The installer to the beta release used code that checked whether it was running on Microsoft-licensed DOS or another DOS operating system (such as DR-DOS). The code ran several functional tests that succeeded on MS-DOS and IBM PC DOS, but resulted in a technical support message on competing operating systems. If the system was not MS-DOS, the installer would fail. Digital Research, who owned DR-DOS, released a patch within weeks to allow the installer to continue. Microsoft disabled, but did not remove, this warning message for the final release of Windows 3.1. When Caldera bought DR-DOS from Novell, they brought a lawsuit against Microsoft over the AARD code, which was later settled.

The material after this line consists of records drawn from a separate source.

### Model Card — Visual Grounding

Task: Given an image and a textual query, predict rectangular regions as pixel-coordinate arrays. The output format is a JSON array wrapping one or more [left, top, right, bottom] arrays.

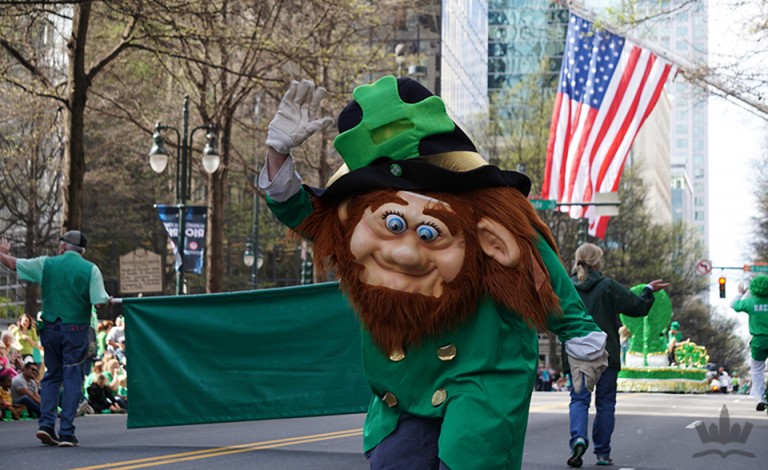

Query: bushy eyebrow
[[424, 205, 461, 236]]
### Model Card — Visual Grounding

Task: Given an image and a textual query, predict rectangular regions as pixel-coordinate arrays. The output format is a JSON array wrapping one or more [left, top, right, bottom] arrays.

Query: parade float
[[617, 284, 709, 393]]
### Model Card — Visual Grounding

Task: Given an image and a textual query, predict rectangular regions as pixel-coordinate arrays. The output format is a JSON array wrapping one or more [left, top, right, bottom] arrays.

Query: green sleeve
[[267, 188, 312, 229], [731, 298, 752, 313], [16, 256, 48, 284], [536, 237, 602, 343]]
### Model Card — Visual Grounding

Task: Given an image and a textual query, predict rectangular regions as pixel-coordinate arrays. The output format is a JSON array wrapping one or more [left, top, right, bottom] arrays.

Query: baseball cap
[[59, 230, 88, 248]]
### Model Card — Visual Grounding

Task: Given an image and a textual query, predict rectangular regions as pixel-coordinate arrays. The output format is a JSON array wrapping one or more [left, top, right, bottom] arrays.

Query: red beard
[[338, 241, 481, 354]]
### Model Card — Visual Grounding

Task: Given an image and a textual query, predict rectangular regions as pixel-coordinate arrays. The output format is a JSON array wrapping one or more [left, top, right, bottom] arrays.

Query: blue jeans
[[365, 413, 448, 470], [568, 367, 619, 455], [39, 320, 88, 436], [14, 395, 40, 416]]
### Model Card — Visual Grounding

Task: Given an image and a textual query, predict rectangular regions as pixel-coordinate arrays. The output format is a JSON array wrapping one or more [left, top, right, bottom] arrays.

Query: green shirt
[[731, 295, 768, 336], [267, 190, 600, 470], [16, 251, 109, 324]]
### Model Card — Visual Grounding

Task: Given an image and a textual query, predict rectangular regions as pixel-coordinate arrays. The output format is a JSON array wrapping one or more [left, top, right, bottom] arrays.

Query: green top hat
[[308, 76, 531, 198]]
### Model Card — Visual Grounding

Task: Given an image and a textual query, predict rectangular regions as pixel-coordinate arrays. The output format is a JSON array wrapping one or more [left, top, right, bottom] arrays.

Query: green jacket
[[269, 191, 599, 470], [731, 295, 768, 336], [563, 269, 654, 370]]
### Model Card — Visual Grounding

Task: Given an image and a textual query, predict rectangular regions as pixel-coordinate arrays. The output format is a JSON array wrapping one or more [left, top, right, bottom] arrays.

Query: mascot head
[[297, 76, 558, 353]]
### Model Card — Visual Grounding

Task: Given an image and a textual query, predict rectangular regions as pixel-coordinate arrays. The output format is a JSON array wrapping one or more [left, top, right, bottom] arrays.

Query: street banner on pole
[[155, 204, 208, 274], [541, 14, 674, 238]]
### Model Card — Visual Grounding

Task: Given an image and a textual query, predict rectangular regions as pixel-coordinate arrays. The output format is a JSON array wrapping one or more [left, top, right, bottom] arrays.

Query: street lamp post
[[243, 93, 264, 289], [149, 96, 221, 295], [243, 176, 264, 289]]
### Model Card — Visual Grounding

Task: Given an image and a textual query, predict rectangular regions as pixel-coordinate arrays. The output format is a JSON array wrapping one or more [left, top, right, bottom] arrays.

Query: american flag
[[542, 14, 674, 238]]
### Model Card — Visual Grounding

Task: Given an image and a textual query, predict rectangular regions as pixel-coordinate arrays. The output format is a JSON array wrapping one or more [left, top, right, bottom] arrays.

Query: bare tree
[[0, 0, 146, 231]]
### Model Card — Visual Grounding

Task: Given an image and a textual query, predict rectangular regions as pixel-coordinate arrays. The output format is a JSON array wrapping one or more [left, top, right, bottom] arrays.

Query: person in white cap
[[0, 230, 110, 447]]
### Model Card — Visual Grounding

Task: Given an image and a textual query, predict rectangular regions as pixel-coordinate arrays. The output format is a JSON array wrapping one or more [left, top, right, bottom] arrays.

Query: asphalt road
[[0, 392, 768, 470]]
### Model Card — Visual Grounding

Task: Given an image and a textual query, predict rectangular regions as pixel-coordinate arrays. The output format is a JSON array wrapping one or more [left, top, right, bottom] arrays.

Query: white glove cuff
[[258, 157, 301, 202], [565, 331, 608, 361]]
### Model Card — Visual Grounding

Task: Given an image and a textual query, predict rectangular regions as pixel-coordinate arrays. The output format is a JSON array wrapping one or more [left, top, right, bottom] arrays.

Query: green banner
[[123, 283, 371, 428]]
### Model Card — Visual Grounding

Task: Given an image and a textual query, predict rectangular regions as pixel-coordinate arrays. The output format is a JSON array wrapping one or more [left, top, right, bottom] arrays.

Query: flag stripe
[[542, 14, 673, 236]]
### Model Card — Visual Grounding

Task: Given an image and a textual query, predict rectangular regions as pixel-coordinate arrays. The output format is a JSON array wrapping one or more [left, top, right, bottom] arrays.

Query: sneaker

Windows 3.x was superseded by the release of Windows 95 in August 1995. Microsoft officially dropped support for all 16-bit versions of Windows on December 31, 2001.
Windows 3.1 found a niche market as an embedded operating system after becoming obsolete in the PC world. As of November 2008, both Virgin Atlantic and Qantas employed it for some of the onboard entertainment systems on long-distance jets. It also sees continued use as an embedded OS in retail cash tills. It is also used as a secondary application in DOSBox to enable emulation of Win16 games on 64-bit Windows.
On July 9, 2008, it was announced that Windows for Workgroups 3.11 for the embedded devices channel would no longer be made available for OEM distribution as of November 1, 2008.
On July 14, 2013, Linux 3.11 was officially named "Linux For Workgroups" as a tongue-in-cheek reference to "Windows for Workgroups 3.11".